30,231,550 total cases
549,367 dead
22,358,469 recovered

Yesterday’s numbers for comparison:

Some news from my home state:

Is the number of people eligible for vaccines the bottleneck to getting everyone vaccinated? From what I’ve been hearing, there are still way, way more people trying to get vacinated than available doses. Like on the CVS vaccine schedule site, there are hardly any appointments available. Either states are fully booked or there are just a few cities in the states with available appointments. One problem I foresee of prematurely expanding eligibility is that people will get frustrated and give up looking if they can’t easily get an appointment. Most people aren’t going to spend hours or days calling around and clicking refresh on scheduling sites looking for appointments.

No, I don’t think so. I’m slightly worried that a lot of eligible but low-tech folks (many of them older and poorer) are getting bypassed because they can’t or won’t scramble hard enough. I was able to intervene with my mother, but it was an serious pain in the ass for awhile. The vaccination process, such as it is, unfortunately heavily favors the technologically competent, highly motivated, highly mobile and very flexible.

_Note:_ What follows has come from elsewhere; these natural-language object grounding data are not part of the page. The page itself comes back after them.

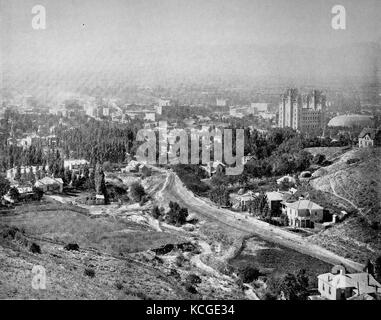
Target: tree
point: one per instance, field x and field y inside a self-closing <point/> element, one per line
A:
<point x="37" y="194"/>
<point x="14" y="194"/>
<point x="137" y="192"/>
<point x="249" y="274"/>
<point x="4" y="186"/>
<point x="156" y="212"/>
<point x="259" y="206"/>
<point x="294" y="287"/>
<point x="99" y="179"/>
<point x="377" y="269"/>
<point x="18" y="173"/>
<point x="176" y="214"/>
<point x="220" y="195"/>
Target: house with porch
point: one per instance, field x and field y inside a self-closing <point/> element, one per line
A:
<point x="341" y="285"/>
<point x="49" y="184"/>
<point x="302" y="213"/>
<point x="369" y="137"/>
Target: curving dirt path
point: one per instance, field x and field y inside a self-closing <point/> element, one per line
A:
<point x="175" y="190"/>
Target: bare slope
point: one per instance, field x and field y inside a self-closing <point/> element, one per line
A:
<point x="357" y="182"/>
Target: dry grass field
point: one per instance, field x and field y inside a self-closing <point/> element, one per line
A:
<point x="356" y="184"/>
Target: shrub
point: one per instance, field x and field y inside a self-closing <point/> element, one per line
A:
<point x="89" y="272"/>
<point x="155" y="212"/>
<point x="137" y="191"/>
<point x="35" y="248"/>
<point x="176" y="214"/>
<point x="193" y="279"/>
<point x="71" y="246"/>
<point x="119" y="285"/>
<point x="249" y="274"/>
<point x="190" y="288"/>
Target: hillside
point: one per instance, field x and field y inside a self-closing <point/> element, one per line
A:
<point x="121" y="254"/>
<point x="353" y="178"/>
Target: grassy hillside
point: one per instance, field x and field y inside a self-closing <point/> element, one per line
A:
<point x="116" y="258"/>
<point x="355" y="179"/>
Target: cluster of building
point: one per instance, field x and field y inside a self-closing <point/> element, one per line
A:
<point x="341" y="285"/>
<point x="304" y="113"/>
<point x="299" y="210"/>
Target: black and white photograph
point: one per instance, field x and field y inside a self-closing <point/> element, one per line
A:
<point x="190" y="150"/>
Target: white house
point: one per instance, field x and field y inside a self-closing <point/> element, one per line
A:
<point x="49" y="184"/>
<point x="75" y="164"/>
<point x="369" y="138"/>
<point x="303" y="213"/>
<point x="286" y="179"/>
<point x="340" y="285"/>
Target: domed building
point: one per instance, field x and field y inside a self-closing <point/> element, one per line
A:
<point x="351" y="120"/>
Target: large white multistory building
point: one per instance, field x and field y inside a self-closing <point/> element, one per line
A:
<point x="304" y="113"/>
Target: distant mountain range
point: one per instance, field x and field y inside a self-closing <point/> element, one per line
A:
<point x="284" y="65"/>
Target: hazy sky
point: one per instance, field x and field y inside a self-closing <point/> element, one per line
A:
<point x="174" y="35"/>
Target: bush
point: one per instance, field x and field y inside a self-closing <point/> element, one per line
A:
<point x="156" y="212"/>
<point x="119" y="285"/>
<point x="137" y="192"/>
<point x="35" y="248"/>
<point x="71" y="246"/>
<point x="176" y="214"/>
<point x="89" y="272"/>
<point x="190" y="288"/>
<point x="193" y="279"/>
<point x="249" y="274"/>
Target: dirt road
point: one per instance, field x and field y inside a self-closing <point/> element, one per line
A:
<point x="175" y="190"/>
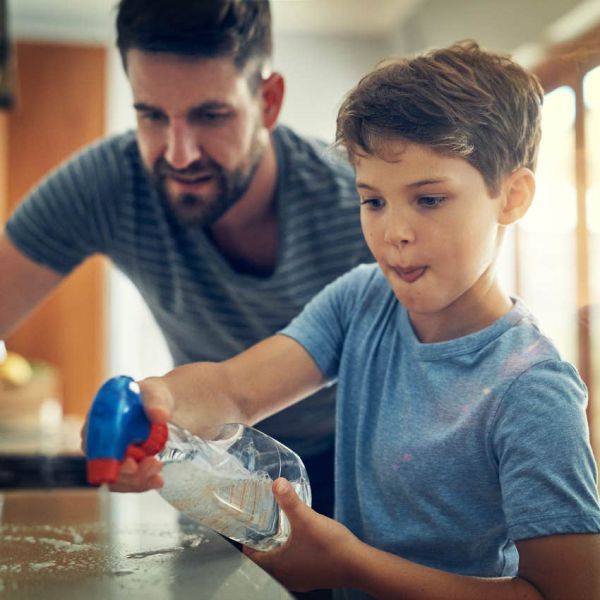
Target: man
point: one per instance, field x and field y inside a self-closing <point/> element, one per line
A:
<point x="226" y="223"/>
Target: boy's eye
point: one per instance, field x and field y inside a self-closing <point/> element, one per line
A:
<point x="372" y="203"/>
<point x="431" y="201"/>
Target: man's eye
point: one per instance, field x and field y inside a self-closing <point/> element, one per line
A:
<point x="372" y="203"/>
<point x="431" y="201"/>
<point x="152" y="117"/>
<point x="210" y="117"/>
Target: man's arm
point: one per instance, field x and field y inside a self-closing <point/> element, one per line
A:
<point x="247" y="388"/>
<point x="24" y="283"/>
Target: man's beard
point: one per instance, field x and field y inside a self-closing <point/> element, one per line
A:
<point x="198" y="210"/>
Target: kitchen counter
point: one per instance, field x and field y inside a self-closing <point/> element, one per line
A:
<point x="93" y="544"/>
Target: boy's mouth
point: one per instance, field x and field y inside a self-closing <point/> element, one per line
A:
<point x="409" y="274"/>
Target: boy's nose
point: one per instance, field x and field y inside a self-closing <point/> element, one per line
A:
<point x="399" y="232"/>
<point x="182" y="148"/>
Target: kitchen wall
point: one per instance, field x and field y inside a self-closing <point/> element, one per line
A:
<point x="319" y="70"/>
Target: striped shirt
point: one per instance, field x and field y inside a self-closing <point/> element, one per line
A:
<point x="101" y="201"/>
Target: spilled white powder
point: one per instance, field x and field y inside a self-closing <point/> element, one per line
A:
<point x="41" y="566"/>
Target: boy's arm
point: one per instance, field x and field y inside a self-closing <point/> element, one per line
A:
<point x="24" y="283"/>
<point x="553" y="568"/>
<point x="322" y="553"/>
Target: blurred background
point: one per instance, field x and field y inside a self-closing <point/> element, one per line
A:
<point x="66" y="88"/>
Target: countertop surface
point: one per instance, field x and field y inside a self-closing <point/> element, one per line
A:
<point x="93" y="544"/>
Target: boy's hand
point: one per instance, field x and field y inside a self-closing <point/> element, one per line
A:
<point x="316" y="554"/>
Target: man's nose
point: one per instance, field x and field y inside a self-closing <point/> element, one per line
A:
<point x="181" y="148"/>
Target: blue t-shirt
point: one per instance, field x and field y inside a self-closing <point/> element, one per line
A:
<point x="446" y="453"/>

That said, I get why its being opened up as quickly as feasibly possible. The more people you vaccinate quickly, probably the faster you knock down transmission generally and the better it is for the population as a whole. At a certain point it becomes a question of delaying for and spending resources on difficult-to-reach stragglers when you have a large cohort available to get it now and willing to get it any which way they can. It becomes a problematic numbers game and of course eventually political pressure would mount.

I don’t doubt there is some gun-jumping going on, but I get the sense of urgency.

I’ve had calls from all of my medical offices. No tech savvy needed.

My mother for example has no relevant medical offices - she hasn’t seen a doctor in years due to failure to sign up for Medicare B (she was given some shitty advice by a Soc Security agent) and falling through the cracks on Medicaid. She’s on nobody’s radar and would be informed by nobody - no internet, no newspapers and little TV news as she refuses to pay for or let me pay for cable. I had to tell her there was a pandemic starting up, she didn’t have a clue :roll_eyes:.

Unfortunately I doubt she was unique especially when you start thinking about poorer immigrant communities with weaker English skills.

Montana announced yesterday that they will open vaccinations to everyone over 16 on April 1. Currently in Bozeman the health department is offering 400 spots this entire week (for a population of 100,000). We have not received any information from our PCPs, even though the hospital was a partner in the Pfizer trials. Unless vaccine supply is dramatically increased this is going to be a shitshow. The next phase was supposed to be front-line workers and they’re going to get lumped in with everyone else. I’d be pissed! We drove to Billings (2 hrs one-way) Monday and got our first shot. There are lots of rumours swirling that distribution is being affected by politics–new Republican Governor and Bozeman voted heavily Democrat.

Yeah, some sort of queue, even a non-ideal queue, keeps us from all trampling each other. Unless the supply of vaccine ramps up VERY QUICKLY I don’t see all these expanded eligibility rules helping any.

If front-line workers are only in the next phase, who have the previous phases targeted?